On 24 May 5 RAR was moved by helicopter from Vũng Tàu to Nui Dat the same day and was tasked with clearing any VC in an area 6000 m east and north-east of Nui Dat.

1 ATF occupied Nui Dat from 5 June, with Jackson flying-in with his tactical headquarters to take command.

==Aftermath==
===Casualties===
The operation concluded on 8 June with US claiming that the VC losses totaled 48 killed, while five Australians were killed and 15 wounded. Among the dead was Private Errol Noack, a National Serviceman accidentally shot on the first day of the operation—the first killed during the war. Total U.S. losses were 23 killed and 160 wounded. 1 RAR returned to Australia in early June 1966, having completed 13 major operations attached to U.S. forces for the loss of 19 killed and 114 wounded.

===Establishment of Nui Dat base===
The plan to operate independently resulted in significant self-protection requirements and 1 ATF's initial priorities were to establish a base and ensure its own security. Meanwhile, the decision to occupy Nui Dat rather than co-locate 1 ATF with its logistic support at Vũng Tàu allowed the task force to have a greater impact but resulted in additional manpower demands to secure the base. Indeed, the security needs of an understrength brigade in an area of strong VC activity utilised up to half the force, limiting its freedom of action. Jackson was uneasy about the possibility of a concentration against Nui Dat, fearing a major military and political setback if they succeeded in attacking 1 ATF soon after its arrival and caused heavy casualties. He subsequently moved to construct fixed defences and secure the supply route to Vũng Tàu, as well as implementing a high-tempo patrol program. Although hampered by the monsoon, defensive positions were dug, command posts sandbagged, and living areas built, while claymore mines, concertina wire and other obstacles were laid, and the vegetation cleared out to small arms range. Standing patrols were established outside the base in the evening and clearing patrols sent out every morning and evening along the 12 km perimeter. Daily platoon patrols and ambushes were initially conducted out to Line Alpha 4000 m, which was the range of the VC mortars, but were later extended to Line Bravo 10000 m to counter the threat from artillery.

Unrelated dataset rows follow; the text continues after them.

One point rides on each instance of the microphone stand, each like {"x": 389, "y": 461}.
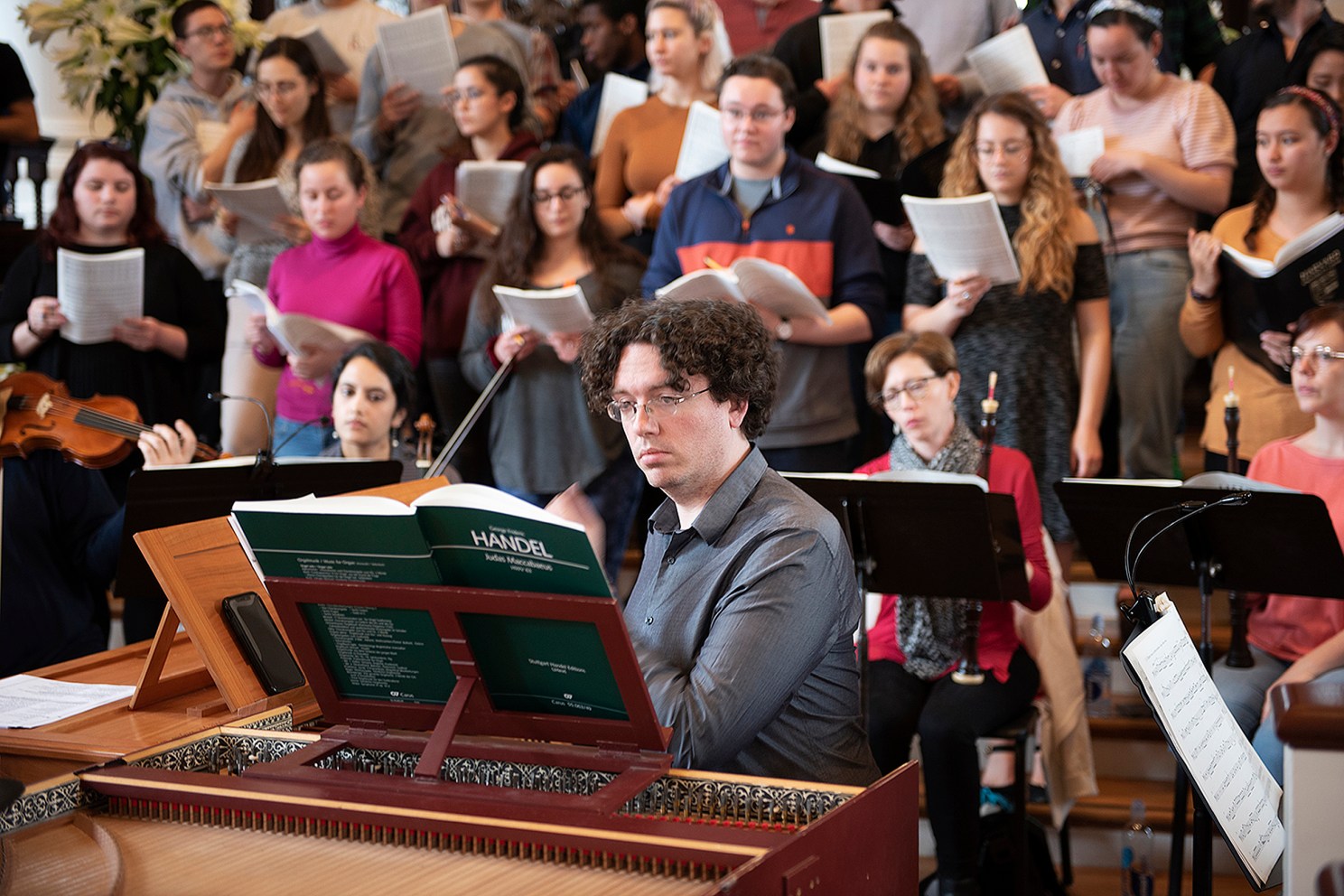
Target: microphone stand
{"x": 969, "y": 672}
{"x": 266, "y": 454}
{"x": 1238, "y": 652}
{"x": 1206, "y": 568}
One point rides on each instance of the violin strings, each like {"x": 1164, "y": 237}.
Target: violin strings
{"x": 70, "y": 410}
{"x": 73, "y": 410}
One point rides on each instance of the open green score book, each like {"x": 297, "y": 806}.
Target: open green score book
{"x": 460, "y": 535}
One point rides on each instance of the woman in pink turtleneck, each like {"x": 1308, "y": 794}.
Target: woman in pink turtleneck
{"x": 341, "y": 275}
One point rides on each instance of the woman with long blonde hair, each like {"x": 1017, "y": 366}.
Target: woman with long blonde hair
{"x": 1050, "y": 408}
{"x": 886, "y": 118}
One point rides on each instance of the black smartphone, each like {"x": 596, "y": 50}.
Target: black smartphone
{"x": 261, "y": 642}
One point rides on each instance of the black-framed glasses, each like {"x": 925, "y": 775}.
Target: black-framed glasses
{"x": 917, "y": 390}
{"x": 624, "y": 410}
{"x": 1321, "y": 355}
{"x": 1013, "y": 149}
{"x": 110, "y": 143}
{"x": 471, "y": 94}
{"x": 565, "y": 195}
{"x": 278, "y": 89}
{"x": 761, "y": 116}
{"x": 210, "y": 33}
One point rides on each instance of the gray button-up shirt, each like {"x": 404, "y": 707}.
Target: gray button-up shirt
{"x": 743, "y": 625}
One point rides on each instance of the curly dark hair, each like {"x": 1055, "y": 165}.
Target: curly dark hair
{"x": 520, "y": 242}
{"x": 724, "y": 341}
{"x": 62, "y": 229}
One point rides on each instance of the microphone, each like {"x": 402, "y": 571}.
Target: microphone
{"x": 317, "y": 421}
{"x": 1187, "y": 510}
{"x": 264, "y": 454}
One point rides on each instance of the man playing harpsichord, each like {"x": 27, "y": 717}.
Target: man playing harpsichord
{"x": 746, "y": 603}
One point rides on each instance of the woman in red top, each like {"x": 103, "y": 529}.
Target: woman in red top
{"x": 1292, "y": 639}
{"x": 917, "y": 641}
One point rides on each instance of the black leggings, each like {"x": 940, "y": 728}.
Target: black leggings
{"x": 949, "y": 719}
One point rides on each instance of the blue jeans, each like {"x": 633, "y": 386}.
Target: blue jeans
{"x": 1149, "y": 363}
{"x": 308, "y": 443}
{"x": 1244, "y": 689}
{"x": 616, "y": 496}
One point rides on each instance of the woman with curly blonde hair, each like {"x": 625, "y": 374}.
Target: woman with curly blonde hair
{"x": 886, "y": 118}
{"x": 1050, "y": 408}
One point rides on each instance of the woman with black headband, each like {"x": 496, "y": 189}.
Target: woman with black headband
{"x": 1297, "y": 146}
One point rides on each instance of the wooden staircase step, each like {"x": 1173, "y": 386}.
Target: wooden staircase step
{"x": 1110, "y": 807}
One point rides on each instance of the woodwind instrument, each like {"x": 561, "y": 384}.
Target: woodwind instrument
{"x": 969, "y": 670}
{"x": 1238, "y": 652}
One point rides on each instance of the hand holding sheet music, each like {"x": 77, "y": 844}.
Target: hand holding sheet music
{"x": 1008, "y": 62}
{"x": 546, "y": 311}
{"x": 98, "y": 292}
{"x": 702, "y": 143}
{"x": 258, "y": 204}
{"x": 964, "y": 237}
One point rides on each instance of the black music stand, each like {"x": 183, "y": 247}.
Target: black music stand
{"x": 168, "y": 496}
{"x": 944, "y": 539}
{"x": 1280, "y": 542}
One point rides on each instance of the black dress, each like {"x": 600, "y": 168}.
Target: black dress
{"x": 157, "y": 383}
{"x": 1029, "y": 341}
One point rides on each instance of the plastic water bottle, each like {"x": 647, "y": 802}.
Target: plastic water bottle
{"x": 1097, "y": 669}
{"x": 1136, "y": 856}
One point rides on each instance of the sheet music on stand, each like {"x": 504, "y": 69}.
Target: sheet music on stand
{"x": 1242, "y": 797}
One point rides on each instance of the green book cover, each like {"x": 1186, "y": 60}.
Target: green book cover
{"x": 485, "y": 539}
{"x": 336, "y": 539}
{"x": 382, "y": 653}
{"x": 554, "y": 667}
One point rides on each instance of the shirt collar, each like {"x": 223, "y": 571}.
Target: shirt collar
{"x": 776, "y": 184}
{"x": 723, "y": 504}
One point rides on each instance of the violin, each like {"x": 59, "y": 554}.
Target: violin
{"x": 96, "y": 433}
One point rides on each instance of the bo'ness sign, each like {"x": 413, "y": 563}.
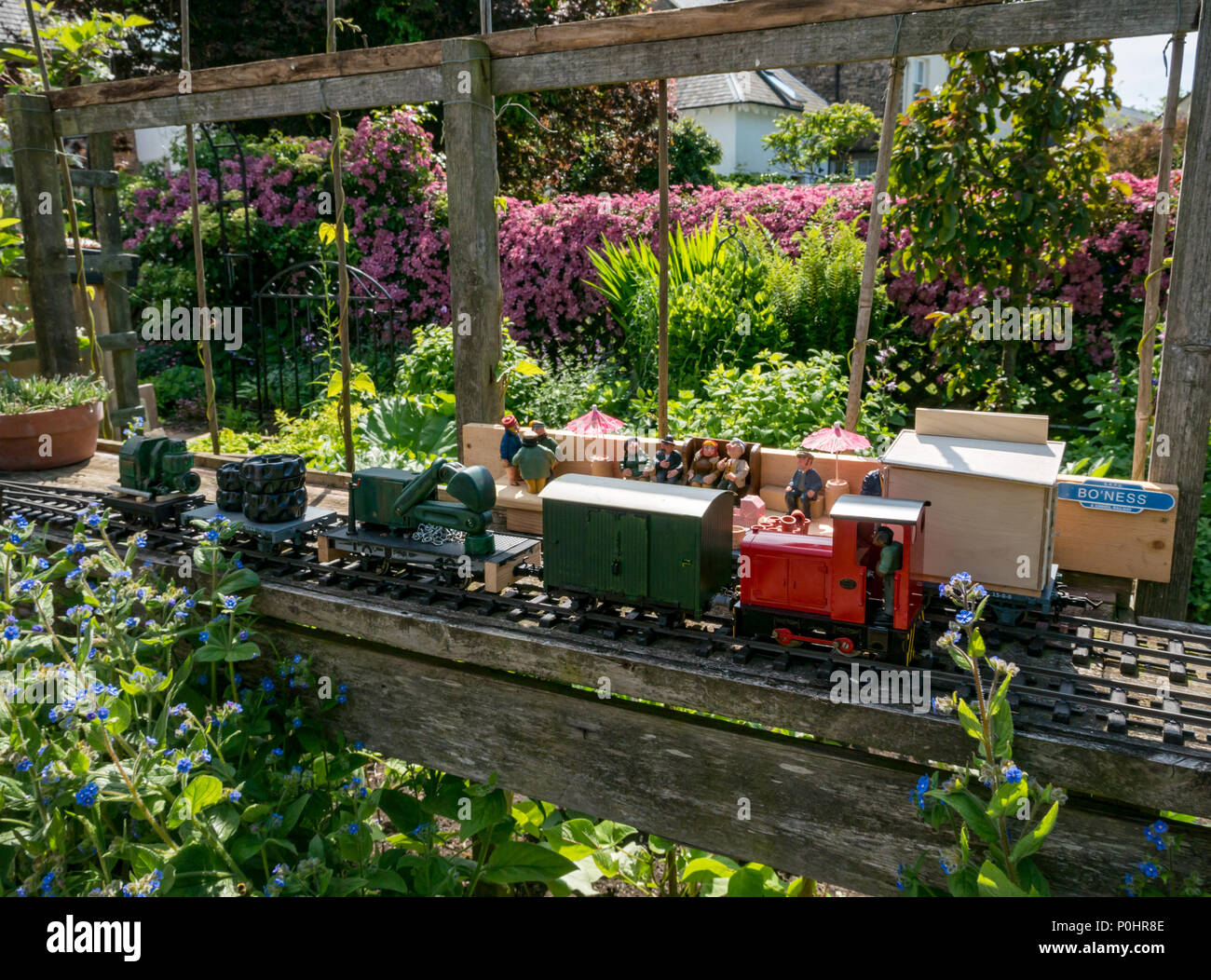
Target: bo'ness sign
{"x": 1115, "y": 495}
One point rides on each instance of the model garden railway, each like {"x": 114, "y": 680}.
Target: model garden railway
{"x": 1048, "y": 698}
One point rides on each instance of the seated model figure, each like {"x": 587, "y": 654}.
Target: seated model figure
{"x": 534, "y": 462}
{"x": 703, "y": 469}
{"x": 633, "y": 460}
{"x": 804, "y": 486}
{"x": 734, "y": 469}
{"x": 666, "y": 468}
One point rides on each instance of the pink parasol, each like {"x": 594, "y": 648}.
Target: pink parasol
{"x": 835, "y": 440}
{"x": 594, "y": 423}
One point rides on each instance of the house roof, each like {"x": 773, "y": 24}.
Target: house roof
{"x": 775, "y": 88}
{"x": 13, "y": 22}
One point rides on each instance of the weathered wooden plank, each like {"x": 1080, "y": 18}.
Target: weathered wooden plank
{"x": 701, "y": 22}
{"x": 469, "y": 129}
{"x": 929, "y": 32}
{"x": 1040, "y": 22}
{"x": 92, "y": 178}
{"x": 1142, "y": 775}
{"x": 823, "y": 811}
{"x": 1183, "y": 398}
{"x": 407, "y": 86}
{"x": 105, "y": 341}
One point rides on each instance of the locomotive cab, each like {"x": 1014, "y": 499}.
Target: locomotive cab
{"x": 855, "y": 583}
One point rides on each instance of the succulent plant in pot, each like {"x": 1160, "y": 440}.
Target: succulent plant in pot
{"x": 48, "y": 422}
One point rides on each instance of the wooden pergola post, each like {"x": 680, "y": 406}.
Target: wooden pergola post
{"x": 1161, "y": 213}
{"x": 338, "y": 193}
{"x": 476, "y": 297}
{"x": 873, "y": 235}
{"x": 40, "y": 200}
{"x": 662, "y": 252}
{"x": 1183, "y": 398}
{"x": 117, "y": 306}
{"x": 204, "y": 342}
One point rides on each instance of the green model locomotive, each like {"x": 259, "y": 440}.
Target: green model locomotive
{"x": 156, "y": 465}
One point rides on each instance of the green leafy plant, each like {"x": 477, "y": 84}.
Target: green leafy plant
{"x": 997, "y": 831}
{"x": 803, "y": 142}
{"x": 37, "y": 394}
{"x": 1163, "y": 879}
{"x": 778, "y": 400}
{"x": 1001, "y": 170}
{"x": 814, "y": 297}
{"x": 718, "y": 307}
{"x": 402, "y": 430}
{"x": 77, "y": 48}
{"x": 606, "y": 851}
{"x": 1200, "y": 578}
{"x": 693, "y": 156}
{"x": 137, "y": 757}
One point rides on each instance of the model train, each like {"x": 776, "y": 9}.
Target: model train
{"x": 667, "y": 549}
{"x": 660, "y": 548}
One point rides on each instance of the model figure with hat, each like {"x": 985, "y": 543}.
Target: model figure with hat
{"x": 666, "y": 468}
{"x": 804, "y": 486}
{"x": 510, "y": 442}
{"x": 703, "y": 468}
{"x": 734, "y": 469}
{"x": 534, "y": 462}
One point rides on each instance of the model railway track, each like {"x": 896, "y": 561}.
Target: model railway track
{"x": 1046, "y": 697}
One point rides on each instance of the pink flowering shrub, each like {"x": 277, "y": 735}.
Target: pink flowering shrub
{"x": 396, "y": 211}
{"x": 394, "y": 186}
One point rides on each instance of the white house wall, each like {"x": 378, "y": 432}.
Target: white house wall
{"x": 740, "y": 129}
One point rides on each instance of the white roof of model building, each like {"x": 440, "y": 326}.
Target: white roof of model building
{"x": 1014, "y": 462}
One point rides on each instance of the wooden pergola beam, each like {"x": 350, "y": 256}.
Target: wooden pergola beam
{"x": 1183, "y": 396}
{"x": 661, "y": 25}
{"x": 403, "y": 74}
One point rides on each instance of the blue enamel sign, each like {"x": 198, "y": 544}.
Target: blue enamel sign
{"x": 1115, "y": 495}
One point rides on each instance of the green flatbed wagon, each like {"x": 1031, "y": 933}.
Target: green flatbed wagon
{"x": 640, "y": 544}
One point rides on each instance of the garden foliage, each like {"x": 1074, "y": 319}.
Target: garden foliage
{"x": 1000, "y": 827}
{"x": 154, "y": 742}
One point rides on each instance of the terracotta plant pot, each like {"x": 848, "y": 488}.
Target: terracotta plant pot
{"x": 73, "y": 438}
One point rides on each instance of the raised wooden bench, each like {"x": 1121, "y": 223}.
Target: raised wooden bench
{"x": 778, "y": 465}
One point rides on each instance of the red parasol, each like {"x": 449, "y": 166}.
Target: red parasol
{"x": 835, "y": 440}
{"x": 596, "y": 423}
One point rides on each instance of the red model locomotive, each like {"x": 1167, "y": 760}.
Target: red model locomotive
{"x": 856, "y": 590}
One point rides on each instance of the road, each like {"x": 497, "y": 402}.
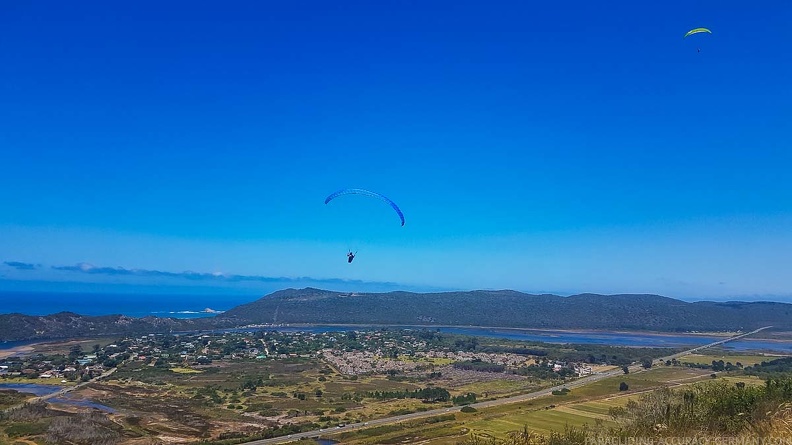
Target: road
{"x": 515, "y": 399}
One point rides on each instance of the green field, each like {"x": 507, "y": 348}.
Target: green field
{"x": 745, "y": 360}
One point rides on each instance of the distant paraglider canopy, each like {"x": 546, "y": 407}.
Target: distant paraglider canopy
{"x": 696, "y": 31}
{"x": 366, "y": 193}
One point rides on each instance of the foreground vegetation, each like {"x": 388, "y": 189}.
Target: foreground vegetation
{"x": 230, "y": 388}
{"x": 703, "y": 410}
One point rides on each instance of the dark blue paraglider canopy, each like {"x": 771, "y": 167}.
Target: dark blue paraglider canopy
{"x": 367, "y": 193}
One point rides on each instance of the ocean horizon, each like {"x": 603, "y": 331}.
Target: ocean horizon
{"x": 132, "y": 305}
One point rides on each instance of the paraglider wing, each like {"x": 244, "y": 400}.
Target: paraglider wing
{"x": 367, "y": 193}
{"x": 696, "y": 31}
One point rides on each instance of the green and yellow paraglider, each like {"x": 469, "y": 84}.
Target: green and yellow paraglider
{"x": 696, "y": 31}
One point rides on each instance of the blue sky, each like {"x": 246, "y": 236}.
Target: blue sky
{"x": 561, "y": 147}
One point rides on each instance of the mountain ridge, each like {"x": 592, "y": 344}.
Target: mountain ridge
{"x": 505, "y": 308}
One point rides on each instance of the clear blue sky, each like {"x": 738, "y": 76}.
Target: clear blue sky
{"x": 553, "y": 146}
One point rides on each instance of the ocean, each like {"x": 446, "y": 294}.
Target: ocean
{"x": 133, "y": 305}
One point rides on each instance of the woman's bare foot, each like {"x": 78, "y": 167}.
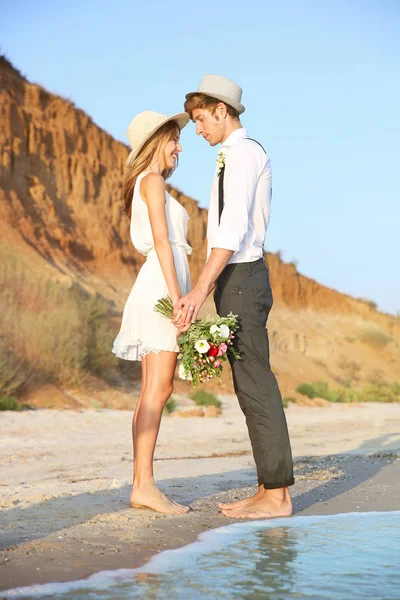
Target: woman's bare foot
{"x": 272, "y": 503}
{"x": 149, "y": 496}
{"x": 242, "y": 503}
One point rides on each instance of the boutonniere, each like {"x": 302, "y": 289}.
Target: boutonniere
{"x": 220, "y": 162}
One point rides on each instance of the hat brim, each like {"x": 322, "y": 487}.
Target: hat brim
{"x": 182, "y": 119}
{"x": 236, "y": 105}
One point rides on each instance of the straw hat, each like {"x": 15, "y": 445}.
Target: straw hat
{"x": 222, "y": 89}
{"x": 144, "y": 125}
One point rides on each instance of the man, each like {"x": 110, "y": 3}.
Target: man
{"x": 237, "y": 223}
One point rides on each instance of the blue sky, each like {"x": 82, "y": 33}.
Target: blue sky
{"x": 321, "y": 83}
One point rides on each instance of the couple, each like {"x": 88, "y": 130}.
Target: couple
{"x": 235, "y": 269}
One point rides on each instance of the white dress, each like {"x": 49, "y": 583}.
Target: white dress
{"x": 143, "y": 330}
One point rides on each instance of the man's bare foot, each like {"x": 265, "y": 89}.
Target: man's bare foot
{"x": 242, "y": 503}
{"x": 272, "y": 504}
{"x": 149, "y": 496}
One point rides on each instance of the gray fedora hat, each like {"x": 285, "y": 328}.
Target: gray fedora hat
{"x": 144, "y": 125}
{"x": 222, "y": 89}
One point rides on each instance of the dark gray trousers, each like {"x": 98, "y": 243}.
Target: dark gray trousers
{"x": 244, "y": 289}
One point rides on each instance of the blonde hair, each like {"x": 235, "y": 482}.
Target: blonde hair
{"x": 144, "y": 159}
{"x": 208, "y": 102}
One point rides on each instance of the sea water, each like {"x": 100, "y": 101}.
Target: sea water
{"x": 355, "y": 555}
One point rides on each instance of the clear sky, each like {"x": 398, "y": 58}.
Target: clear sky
{"x": 321, "y": 83}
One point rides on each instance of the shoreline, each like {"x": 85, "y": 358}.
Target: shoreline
{"x": 82, "y": 525}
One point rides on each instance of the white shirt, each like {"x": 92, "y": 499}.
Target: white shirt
{"x": 247, "y": 199}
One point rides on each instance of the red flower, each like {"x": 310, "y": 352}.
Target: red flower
{"x": 213, "y": 350}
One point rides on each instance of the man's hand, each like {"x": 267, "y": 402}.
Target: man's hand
{"x": 187, "y": 308}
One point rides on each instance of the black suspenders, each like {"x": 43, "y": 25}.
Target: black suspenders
{"x": 221, "y": 185}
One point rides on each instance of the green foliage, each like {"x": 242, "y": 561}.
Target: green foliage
{"x": 371, "y": 392}
{"x": 286, "y": 400}
{"x": 170, "y": 405}
{"x": 203, "y": 398}
{"x": 11, "y": 403}
{"x": 48, "y": 332}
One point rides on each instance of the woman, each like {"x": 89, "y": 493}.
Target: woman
{"x": 158, "y": 231}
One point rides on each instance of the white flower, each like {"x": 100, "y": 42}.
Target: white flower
{"x": 184, "y": 374}
{"x": 220, "y": 162}
{"x": 214, "y": 330}
{"x": 224, "y": 331}
{"x": 202, "y": 346}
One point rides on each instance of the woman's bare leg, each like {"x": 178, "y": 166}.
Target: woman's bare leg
{"x": 135, "y": 414}
{"x": 158, "y": 383}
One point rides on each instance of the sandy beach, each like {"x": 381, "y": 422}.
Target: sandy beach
{"x": 66, "y": 475}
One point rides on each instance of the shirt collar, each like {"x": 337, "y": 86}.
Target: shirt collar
{"x": 234, "y": 137}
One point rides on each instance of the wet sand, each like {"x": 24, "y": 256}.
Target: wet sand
{"x": 65, "y": 481}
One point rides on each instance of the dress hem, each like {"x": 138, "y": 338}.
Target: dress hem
{"x": 138, "y": 350}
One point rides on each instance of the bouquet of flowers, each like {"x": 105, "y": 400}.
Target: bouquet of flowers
{"x": 205, "y": 346}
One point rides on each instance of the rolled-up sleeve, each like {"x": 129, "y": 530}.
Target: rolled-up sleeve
{"x": 242, "y": 171}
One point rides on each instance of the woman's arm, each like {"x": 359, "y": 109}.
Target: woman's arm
{"x": 152, "y": 190}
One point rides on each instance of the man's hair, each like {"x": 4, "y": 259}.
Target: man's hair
{"x": 203, "y": 101}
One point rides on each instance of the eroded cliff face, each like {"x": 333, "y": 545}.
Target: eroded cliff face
{"x": 60, "y": 213}
{"x": 61, "y": 181}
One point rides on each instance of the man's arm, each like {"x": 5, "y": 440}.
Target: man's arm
{"x": 190, "y": 304}
{"x": 240, "y": 182}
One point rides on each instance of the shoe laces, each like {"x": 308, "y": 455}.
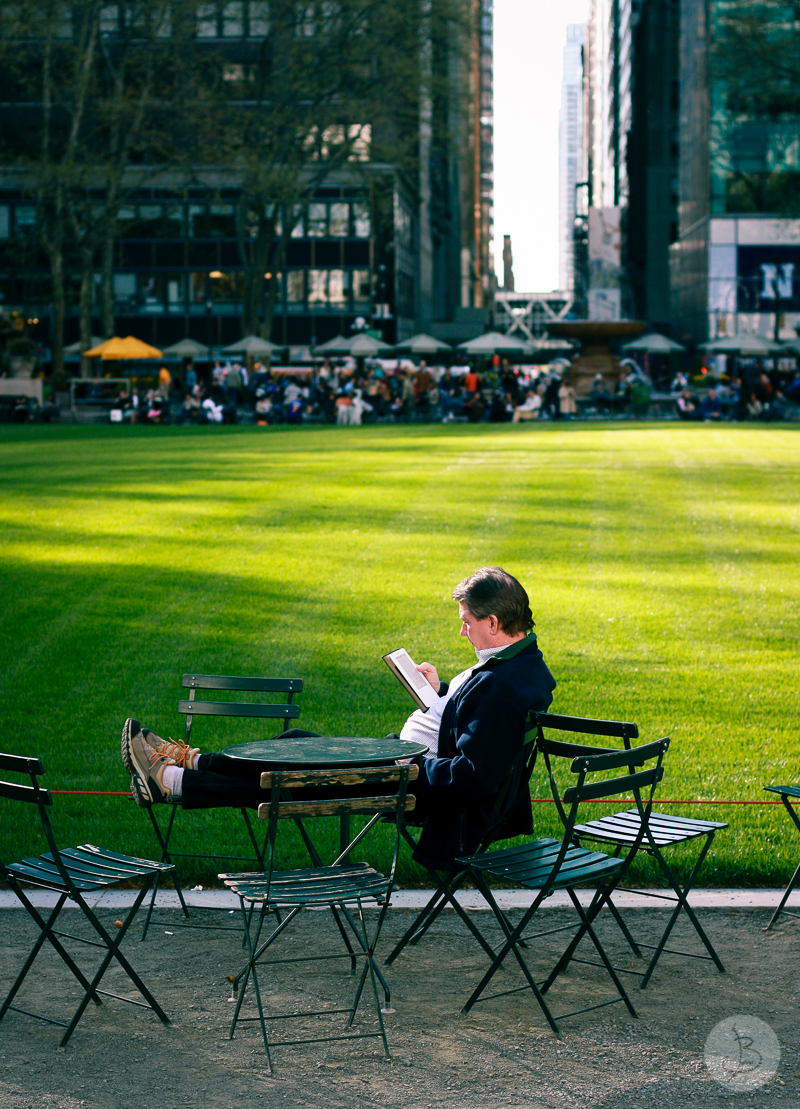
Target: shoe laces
{"x": 173, "y": 752}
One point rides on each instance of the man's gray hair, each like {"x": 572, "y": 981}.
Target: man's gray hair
{"x": 492, "y": 591}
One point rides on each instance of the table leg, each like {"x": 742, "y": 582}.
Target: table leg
{"x": 343, "y": 834}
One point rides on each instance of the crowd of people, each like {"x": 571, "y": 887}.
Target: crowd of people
{"x": 381, "y": 392}
{"x": 335, "y": 394}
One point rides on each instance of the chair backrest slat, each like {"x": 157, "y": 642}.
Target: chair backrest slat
{"x": 598, "y": 760}
{"x": 614, "y": 786}
{"x": 21, "y": 764}
{"x": 247, "y": 684}
{"x": 336, "y": 807}
{"x": 14, "y": 792}
{"x": 570, "y": 750}
{"x": 588, "y": 726}
{"x": 301, "y": 779}
{"x": 239, "y": 709}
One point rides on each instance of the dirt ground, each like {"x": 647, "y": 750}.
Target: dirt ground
{"x": 499, "y": 1055}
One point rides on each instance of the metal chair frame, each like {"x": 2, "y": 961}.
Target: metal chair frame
{"x": 786, "y": 792}
{"x": 192, "y": 709}
{"x": 72, "y": 874}
{"x": 335, "y": 886}
{"x": 547, "y": 865}
{"x": 447, "y": 883}
{"x": 621, "y": 831}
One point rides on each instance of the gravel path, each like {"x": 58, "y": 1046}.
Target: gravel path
{"x": 500, "y": 1055}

As part of the occupation all inhabitants of Long Phước and Long Hải villages within Lina Alpha were removed and resettled nearby. A protective security zone was then established and a free-fire zone declared. Although unusual for allied installations in Vietnam, many of which were located near populated areas, the Australians hoped to deny the VC observation of Nui Dat and afford greater security to patrols entering and exiting the area. Yet while adding to the physical security of the base, disrupting a major VC support area and removing the local population from danger, such measures may have been counter-productive. Indeed, the resettlement resulted in widespread resentment and it was debatable how much information the inhabitants would provide on VC movements, potentially creating an opportunity to attack Nui Dat without warning. Meanwhile, the VC continued to observe the base from the Nui Dinh hills. Movement was heard around the perimeter over the first few nights as they attempted to locate the Australian defences under the cover of darkness and heavy rain. Although no clashes occurred and the reconnaissance soon ceased, they were believed to be finalising preparations for an attack. On 10 June reporting indicated a VC regiment was moving towards Nui Dat from the north-west and was about 10 km away. The same day three 120 mm mortar rounds landed just outside the base. That night Australian artillery fired on suspected movement along Route 2, although no casualties were found the next day. Further warnings of a four-battalion attack hastened the call-forward of the 6th Battalion, Royal Australian Regiment (6 RAR), which arrived from Vũng Tàu on 14 June. Despite such reports though no attack occurred, and the initial reaction to 1 ATF's lodgement proved unexpectedly limited.